Altogether, Thome’s 4,907 homers, walks and strikeouts comprise 47.58 percent of his plate appearances. The appreciation for his skills never materialized in MVP voting (Thome’s best finish was fourth) or All-Star Game appearances (just five). Even though the strikeouts were the collateral damage of an approach that allowed Thome to draw copious walks and shame pitchers with tape-measure homers, the stain of them was palpable during his prime. Strikeouts for hitters were bad.

They still are, of course, and yet now the game appreciates that a strikeout machine can be a legitimate MVP candidate or a perennial All-Star. It also has evolved to deal with those who aspire to be like Thome, left-handed power hitters predisposed to pulling the ball. If Thome were playing today, with an extreme shift greeting him before every plate appearance, perhaps the trajectory of his career would have changed.

Instead, the full breadth of Thome was on display, and it was a magnificent tableau of brute strength. He arrived in Cleveland just after his 21st birthday, a skinny third baseman with the ability to leverage a herculean swing. His body filled out, he moved across the diamond, but Thome never really changed, his eye keen, his propensity to loose balls to all fields palpable, his insouciance defining.

Kids all around Cleveland wore their socks high because Thome did. When he left for Philadelphia, he was the last vestige of those incredible 1990s Indians, the most talented group never to win a World Series. Him and Manny Ramirez and Albert Belle and Kenny Lofton and Carlos Baerga – there was an unmatched dynamism to those teams, a sense that they, too, were the archetypal homegrown core that so many others in the next two decades would try to emulate.

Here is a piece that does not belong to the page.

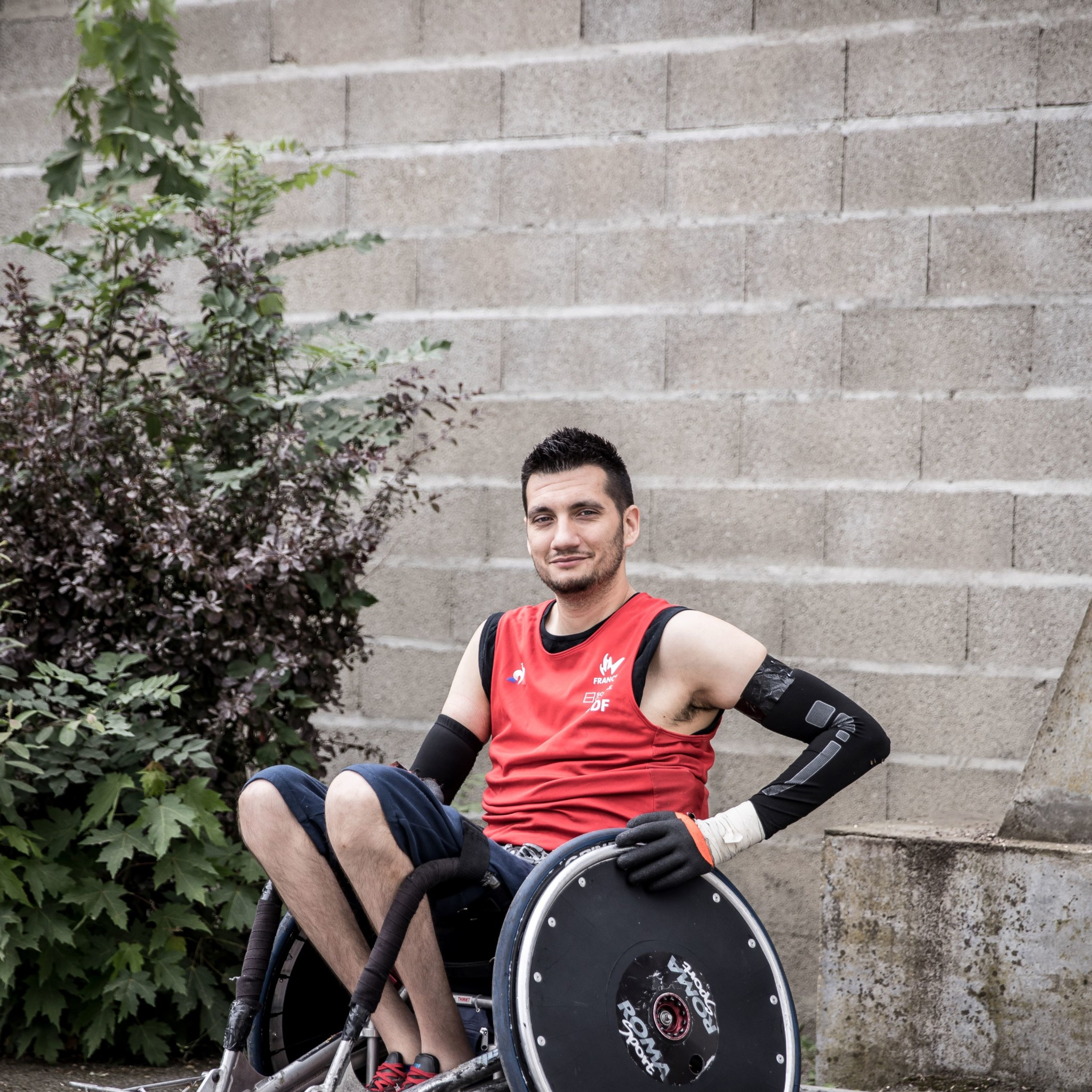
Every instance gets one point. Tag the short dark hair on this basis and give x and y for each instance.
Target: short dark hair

Thome made his mark in Philadelphia, continued crushing in Chicago, had a renaissance in Minnesota and through his 42nd birthday remained productive, ever capable of taking a walk and mashing a tater. He retired before the hallmarks of his game led to something of an existential crisis in the sport, where the powers that be wonder if there are too many strikeouts, too few balls in play, too languid a pace to capture the casual fan. It’s a reasonable concern. Plummeting attendance may not be entirely attributable to it, but denying it’s a part of the problem would be foolish.

The future that Jim Thome’s success prophesied is now the present, and that Thome emerges from it still sparkling speaks to his wonder. For the all-around splendor of Chipper Jones, the fast-twitch mastery of Vladimir Guerrero and the dead-bird changeup of Trevor Hoffman – his Hall classmates – Jim Thome’s greatest feat was imbuing a sense of enormity into all he did.

He smiled big. He laughed big. He swung big. He missed big. And when he hit big, as Don Wengert and plenty of his ilk can attest, the ball flew so big it would make you want to capitalize the letters in Home Run.